Brucato et al. suggested that betamethasone or dexamethasone of 4 mg daily should be administered to mothers if fetal heart block is incomplete or recent, or if heart block is complicated by myocarditis, heart failure, and hydropic changes [8]. The dexamethasone dose should be tapered and discontinued if no changes are evident within several weeks. In contrast, if the heart block is complete and known to be present for more than 2 weeks, a watchful waiting with serial echocardiography is recommended [8].

IVIG administration has been also proposed to prevent CHB in high-risk pregnancies [61, 62]. The possible mechanisms by which IVIG could prevent the development of CHB include elimination of maternal anti-Ro/SSA and La/SSB autoantibodies through anti-idiotypic antibodies, decreased transplacental transport of pathogenetic autoantibodies, and inhibition of macrophage activation. The value of IVIG at a dose of 400 mg/kg administered at 12, 15, 18, 21, and 24 weeks of high-risk pregnancies was recently addressed by two double-blind studies [63, 64]. Both failed to demonstrate a beneficial effect of IVIG, since CHB developed in 15% [66] of fetuses on one study and 20% of those in another, figures similar to those observed in the control groups. More specific immunotherapies, aimed at providing high-affinity blocking anti-idiotypic antibodies, are worthy of study in this disorder. In both studies the reasons of IVIG treatment failure could be attributed to: i) the chosen dose was low, ii) IVIG might not be effective in preventing transplacental passage of pathogenetic autoantibodies because it contains a small amount of specific anti-idiotypic antibodies with low affinity or iii) other, still undetermined, environmental factors are also involved.

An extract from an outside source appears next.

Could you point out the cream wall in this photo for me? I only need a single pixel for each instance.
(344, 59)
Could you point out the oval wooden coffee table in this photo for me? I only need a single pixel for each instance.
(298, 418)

Beta 2 adrenergic agonists such as salbutamol or ritodrine could also be administrated to the mothers in order to increase fetal heart rate and improve ventricular function [8, 65]. For newborns with CHB, the cornerstone of therapy is implantation of a permanent pacemaker [8]. Isopreterenol can be used to control bradycardia. In Table 24.4, the management of CHB proposed by Brucato et al. is shown. In regard to low-risk pregnancies, the administration of hydroxychloroquine is a therapeutic option, since exposure of SLE mothers with anti-Ro/SSA and/or antiLa/SSB antibodies to hydroxychloroquine has been found to decrease the risk of CHB [67].